Accepted_test

Here, we developed three novel G4-BS models (single-strand DNA sequence subsets) and utilize these models to identify pG4-BS in the human genome. We show that about 90% of human protein-coding genes contain at least one pG4-BS in either the promoter region or the gene body, that the high density of pG4-BS is preferentially localized in transcription checkpoints, including intron–exon junctions, around the transcription start site (TSS) and transcription termination site (TTS). Additionally, many of the pG4-BS overlap with other regulatory elements, such as DNase I hypersensitive sites and transcription factor binding sites (TFBS). Using gene ontology (GO) analysis we identify subsets of pG4-BS enriched in specific genes associated with GO terms related to transcriptional regulation, the nervous system, and diseases.

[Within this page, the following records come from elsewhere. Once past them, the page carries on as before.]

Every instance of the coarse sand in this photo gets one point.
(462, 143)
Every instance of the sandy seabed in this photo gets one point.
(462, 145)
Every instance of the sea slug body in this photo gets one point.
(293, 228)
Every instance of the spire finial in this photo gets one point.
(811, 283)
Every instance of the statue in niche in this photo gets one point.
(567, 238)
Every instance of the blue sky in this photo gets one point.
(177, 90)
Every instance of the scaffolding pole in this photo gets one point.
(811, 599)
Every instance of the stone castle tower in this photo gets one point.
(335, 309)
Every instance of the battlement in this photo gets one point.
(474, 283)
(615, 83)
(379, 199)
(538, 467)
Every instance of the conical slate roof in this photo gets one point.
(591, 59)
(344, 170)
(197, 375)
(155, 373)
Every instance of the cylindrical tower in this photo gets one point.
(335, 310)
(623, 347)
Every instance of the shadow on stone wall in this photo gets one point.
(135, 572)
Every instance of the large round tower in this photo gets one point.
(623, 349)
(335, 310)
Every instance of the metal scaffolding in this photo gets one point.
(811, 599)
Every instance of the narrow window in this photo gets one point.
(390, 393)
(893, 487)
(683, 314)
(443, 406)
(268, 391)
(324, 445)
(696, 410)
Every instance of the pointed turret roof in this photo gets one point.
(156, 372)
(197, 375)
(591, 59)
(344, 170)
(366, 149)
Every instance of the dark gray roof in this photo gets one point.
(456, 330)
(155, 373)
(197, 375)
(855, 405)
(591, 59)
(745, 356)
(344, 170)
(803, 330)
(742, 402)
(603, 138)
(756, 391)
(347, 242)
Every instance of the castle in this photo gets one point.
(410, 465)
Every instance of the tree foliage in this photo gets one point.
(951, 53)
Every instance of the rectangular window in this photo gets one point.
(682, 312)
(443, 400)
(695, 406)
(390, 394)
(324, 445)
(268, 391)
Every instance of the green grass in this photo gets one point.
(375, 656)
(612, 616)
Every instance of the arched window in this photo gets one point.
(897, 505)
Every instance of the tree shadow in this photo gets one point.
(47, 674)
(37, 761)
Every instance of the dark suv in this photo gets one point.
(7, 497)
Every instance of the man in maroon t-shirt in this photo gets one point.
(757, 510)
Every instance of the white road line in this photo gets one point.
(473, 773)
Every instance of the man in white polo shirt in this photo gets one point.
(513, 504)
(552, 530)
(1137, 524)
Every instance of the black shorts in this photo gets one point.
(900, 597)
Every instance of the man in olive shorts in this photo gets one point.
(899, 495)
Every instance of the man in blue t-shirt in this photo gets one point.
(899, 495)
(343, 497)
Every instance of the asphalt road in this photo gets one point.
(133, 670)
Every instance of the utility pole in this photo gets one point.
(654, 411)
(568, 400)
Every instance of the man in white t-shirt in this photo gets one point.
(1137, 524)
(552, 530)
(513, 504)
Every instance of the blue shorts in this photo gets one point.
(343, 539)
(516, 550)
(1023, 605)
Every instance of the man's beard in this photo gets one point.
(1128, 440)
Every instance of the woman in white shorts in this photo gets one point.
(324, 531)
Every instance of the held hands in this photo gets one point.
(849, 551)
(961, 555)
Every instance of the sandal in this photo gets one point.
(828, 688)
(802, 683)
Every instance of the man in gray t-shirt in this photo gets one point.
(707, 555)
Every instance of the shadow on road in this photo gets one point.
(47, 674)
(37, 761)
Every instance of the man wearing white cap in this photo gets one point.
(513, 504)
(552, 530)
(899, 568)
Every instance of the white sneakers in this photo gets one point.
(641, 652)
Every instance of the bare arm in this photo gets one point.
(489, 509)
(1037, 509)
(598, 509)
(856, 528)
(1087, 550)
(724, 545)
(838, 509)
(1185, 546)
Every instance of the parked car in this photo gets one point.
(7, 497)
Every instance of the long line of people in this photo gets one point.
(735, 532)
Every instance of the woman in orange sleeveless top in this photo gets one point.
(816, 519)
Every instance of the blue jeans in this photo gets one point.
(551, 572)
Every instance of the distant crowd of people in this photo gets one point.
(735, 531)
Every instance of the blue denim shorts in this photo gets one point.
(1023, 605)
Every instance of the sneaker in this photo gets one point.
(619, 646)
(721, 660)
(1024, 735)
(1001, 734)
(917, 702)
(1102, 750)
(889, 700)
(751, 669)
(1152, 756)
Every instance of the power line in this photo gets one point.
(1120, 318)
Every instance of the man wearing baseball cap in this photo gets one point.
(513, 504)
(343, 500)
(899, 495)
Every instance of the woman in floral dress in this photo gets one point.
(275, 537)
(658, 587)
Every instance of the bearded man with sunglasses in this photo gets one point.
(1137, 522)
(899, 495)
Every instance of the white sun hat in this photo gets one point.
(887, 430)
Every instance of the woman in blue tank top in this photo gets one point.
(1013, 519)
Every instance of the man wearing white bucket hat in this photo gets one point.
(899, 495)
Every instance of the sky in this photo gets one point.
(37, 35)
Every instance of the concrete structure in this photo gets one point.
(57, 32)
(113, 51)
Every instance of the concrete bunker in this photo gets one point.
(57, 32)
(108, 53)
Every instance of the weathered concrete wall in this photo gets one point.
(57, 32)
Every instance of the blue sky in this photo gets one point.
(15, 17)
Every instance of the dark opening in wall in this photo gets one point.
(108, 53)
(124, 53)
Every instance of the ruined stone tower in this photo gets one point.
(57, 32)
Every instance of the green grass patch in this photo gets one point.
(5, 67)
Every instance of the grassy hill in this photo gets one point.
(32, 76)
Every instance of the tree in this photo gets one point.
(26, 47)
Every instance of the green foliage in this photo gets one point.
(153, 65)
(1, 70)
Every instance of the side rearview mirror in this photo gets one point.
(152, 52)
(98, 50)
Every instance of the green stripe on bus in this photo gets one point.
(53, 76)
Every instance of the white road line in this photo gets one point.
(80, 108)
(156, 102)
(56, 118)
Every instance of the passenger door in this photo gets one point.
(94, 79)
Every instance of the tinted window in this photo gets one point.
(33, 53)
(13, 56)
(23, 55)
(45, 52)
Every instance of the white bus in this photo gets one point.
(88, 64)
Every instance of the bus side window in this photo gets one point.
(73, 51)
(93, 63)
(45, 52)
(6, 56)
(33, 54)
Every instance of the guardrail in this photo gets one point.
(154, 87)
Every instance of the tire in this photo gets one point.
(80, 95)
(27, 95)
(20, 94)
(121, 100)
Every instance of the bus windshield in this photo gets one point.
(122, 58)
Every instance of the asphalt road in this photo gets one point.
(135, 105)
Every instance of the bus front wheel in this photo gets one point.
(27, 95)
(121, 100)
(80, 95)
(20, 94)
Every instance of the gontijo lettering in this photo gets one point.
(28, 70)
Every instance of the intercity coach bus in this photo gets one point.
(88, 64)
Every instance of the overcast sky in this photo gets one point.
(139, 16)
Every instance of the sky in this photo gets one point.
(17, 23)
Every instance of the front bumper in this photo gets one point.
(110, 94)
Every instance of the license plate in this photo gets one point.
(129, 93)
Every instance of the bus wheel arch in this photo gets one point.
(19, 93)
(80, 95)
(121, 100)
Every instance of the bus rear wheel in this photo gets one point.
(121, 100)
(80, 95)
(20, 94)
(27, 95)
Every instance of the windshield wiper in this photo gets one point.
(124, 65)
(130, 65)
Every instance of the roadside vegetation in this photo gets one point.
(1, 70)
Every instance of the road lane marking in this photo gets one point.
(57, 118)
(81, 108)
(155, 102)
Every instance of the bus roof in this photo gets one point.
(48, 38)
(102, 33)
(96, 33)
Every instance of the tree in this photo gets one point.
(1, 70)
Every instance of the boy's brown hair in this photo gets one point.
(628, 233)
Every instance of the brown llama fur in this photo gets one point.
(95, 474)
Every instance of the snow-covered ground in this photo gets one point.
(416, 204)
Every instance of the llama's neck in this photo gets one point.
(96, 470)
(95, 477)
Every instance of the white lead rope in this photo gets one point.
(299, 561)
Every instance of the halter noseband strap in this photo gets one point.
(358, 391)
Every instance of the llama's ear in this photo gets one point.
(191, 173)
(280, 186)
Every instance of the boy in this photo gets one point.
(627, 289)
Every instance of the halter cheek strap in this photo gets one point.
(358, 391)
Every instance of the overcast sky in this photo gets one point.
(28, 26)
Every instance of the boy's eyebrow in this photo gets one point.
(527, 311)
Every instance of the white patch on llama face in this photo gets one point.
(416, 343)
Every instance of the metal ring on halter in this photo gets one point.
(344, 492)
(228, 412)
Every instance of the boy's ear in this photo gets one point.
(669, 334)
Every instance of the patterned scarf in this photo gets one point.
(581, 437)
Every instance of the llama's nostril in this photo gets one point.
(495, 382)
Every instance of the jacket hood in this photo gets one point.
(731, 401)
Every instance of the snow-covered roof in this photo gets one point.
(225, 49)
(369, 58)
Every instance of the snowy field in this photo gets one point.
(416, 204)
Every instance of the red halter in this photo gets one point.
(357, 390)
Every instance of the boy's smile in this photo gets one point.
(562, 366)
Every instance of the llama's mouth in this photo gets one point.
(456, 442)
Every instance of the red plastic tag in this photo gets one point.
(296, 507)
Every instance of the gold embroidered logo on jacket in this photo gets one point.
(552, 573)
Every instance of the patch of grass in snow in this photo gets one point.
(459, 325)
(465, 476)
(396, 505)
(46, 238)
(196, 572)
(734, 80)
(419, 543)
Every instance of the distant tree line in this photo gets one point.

In addition, we consider pG4-BS on both template and non-template strands in promoters and study the associations of these complex back-forward G4 architectures with genes and pathways. The results of our analyses integrating our computational predictions with G4-seq and G4 CUT-Tag data strongly support the existence of G4-B conformations. Additionally, we use nuclear magnetic resonance (NMR) spectroscopy, circular dichroism (CD) spectroscopy and ultraviolet (UV) melting experiments for the identification of stable pG4-BS predicted by our models in cancer-associated genes. Finally, we provide the in-depth structural characterization of the G4-B formed by a novel pG4-BS located in the promoter region of the E2F8 gene.